ほどなくしてその担当者から電話がきた。先ほどとは態度が一変し、妙に落ち着き自信に満ち溢れた声だった。

「お客様は私どもが10ヶ月前におこなった登録キャンペーンで、ご登録されていますね。そして『最新情報をEメールで希望しますか?』にもチェックされていますね。確認メールもお届けしているはずです」…。

そう言われてみると、おぼろげながら登録したことを思い出す。今度はこちらが平身低頭だ。苦言を呈したのに、その原因は自分の勘違いだったのだから。顔から火が出るぐらい恥ずかしい思いをした。
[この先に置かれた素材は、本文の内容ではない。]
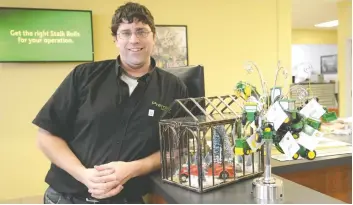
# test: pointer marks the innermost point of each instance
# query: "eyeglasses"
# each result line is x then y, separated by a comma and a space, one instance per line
126, 35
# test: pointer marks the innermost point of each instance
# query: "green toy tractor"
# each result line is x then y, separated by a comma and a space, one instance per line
245, 90
250, 113
328, 116
305, 153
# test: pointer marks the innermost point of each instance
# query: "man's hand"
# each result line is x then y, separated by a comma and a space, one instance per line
120, 171
98, 181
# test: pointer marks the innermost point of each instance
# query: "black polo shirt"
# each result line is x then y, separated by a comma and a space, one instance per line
93, 112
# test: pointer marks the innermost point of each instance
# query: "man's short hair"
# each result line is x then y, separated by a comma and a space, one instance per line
129, 12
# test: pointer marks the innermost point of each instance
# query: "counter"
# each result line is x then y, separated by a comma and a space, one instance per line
326, 180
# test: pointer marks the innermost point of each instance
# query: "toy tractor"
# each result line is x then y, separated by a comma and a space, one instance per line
245, 90
328, 116
294, 123
241, 147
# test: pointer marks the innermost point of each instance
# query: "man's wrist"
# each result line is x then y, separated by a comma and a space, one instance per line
77, 171
137, 167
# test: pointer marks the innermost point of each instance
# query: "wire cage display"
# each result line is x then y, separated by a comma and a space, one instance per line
200, 140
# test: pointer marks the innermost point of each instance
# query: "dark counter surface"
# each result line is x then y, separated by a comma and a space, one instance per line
240, 192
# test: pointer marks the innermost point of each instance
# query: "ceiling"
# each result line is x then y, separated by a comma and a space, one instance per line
307, 13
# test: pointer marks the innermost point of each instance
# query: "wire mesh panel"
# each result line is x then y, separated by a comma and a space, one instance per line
198, 139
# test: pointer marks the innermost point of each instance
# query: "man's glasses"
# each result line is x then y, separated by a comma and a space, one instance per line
126, 35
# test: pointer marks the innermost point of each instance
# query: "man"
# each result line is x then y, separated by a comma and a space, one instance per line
100, 127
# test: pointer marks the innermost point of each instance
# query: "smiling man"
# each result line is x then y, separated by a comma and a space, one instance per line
100, 127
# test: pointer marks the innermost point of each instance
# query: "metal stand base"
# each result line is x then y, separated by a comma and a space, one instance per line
267, 190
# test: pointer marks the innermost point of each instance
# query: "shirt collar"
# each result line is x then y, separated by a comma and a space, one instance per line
119, 70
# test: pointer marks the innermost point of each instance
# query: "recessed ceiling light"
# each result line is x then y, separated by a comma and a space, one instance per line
328, 24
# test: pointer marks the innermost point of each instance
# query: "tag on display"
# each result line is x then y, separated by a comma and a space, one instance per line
289, 145
253, 144
313, 109
259, 104
307, 141
276, 115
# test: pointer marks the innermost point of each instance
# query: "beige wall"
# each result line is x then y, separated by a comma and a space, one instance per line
344, 32
222, 35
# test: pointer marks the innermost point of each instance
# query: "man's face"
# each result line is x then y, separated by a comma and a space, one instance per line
135, 42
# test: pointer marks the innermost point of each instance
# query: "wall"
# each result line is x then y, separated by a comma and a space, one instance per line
236, 31
311, 53
314, 36
309, 44
344, 32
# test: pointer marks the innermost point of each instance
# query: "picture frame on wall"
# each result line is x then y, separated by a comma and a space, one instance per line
171, 48
328, 64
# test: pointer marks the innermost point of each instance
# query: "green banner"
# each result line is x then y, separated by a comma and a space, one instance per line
32, 35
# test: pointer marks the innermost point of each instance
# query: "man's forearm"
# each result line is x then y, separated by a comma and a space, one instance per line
59, 153
147, 165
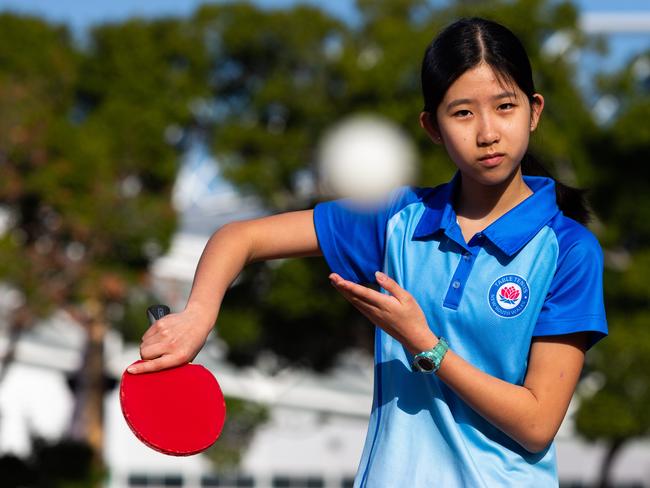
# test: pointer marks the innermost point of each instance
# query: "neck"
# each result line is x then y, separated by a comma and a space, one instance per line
476, 201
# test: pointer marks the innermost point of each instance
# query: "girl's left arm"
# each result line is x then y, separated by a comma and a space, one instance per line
530, 414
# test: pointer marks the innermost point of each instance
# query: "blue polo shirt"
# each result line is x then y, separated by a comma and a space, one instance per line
533, 272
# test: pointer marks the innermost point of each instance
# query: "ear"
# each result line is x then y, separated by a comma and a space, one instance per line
536, 108
428, 123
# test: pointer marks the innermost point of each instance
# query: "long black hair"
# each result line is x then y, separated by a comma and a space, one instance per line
464, 45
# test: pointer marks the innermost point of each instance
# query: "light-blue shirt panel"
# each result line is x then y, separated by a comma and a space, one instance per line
420, 432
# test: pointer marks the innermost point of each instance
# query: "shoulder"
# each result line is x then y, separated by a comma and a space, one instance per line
575, 241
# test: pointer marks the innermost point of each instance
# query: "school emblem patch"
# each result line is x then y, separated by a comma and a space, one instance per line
508, 296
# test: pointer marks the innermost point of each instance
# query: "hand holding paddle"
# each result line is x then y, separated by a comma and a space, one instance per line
178, 411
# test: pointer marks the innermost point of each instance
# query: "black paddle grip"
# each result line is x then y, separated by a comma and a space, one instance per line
156, 312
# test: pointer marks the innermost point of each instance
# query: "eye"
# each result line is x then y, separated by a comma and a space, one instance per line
462, 114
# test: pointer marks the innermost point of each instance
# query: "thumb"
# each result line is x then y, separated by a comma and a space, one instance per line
391, 286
しかし冷静になって考えると、ひとつの疑問が湧いてくる。どれだけの人間が、1年近く前に、ちょっと興味をもって登録したオプトインのことを覚えているだろうか。

確かに私はEメール配信に同意をした(と思う)。しかしそれは私の一生涯のパーミションを与えたわけではない。その瞬間に興味があっただけのことなのだから。リレーションの構築がなければ、興味も減退する。Eメールのオプトインには賞味期限があるのだ。

ではどうすべきか。まずオプトインがあったら、24時間以内にサンキューメール(確認メール)を送信すること。そしてできれば1週間以内に最初のリレーション構築を開始すること。例えどんなに遅くても1ヶ月以内には、コミュニケーションをもつべきだ。これを超えると、パーミションの賞味期限は切れていると思ったほうがいい。パーミションを一生モノだと考えているとしたら、それは企業の論理でしかない。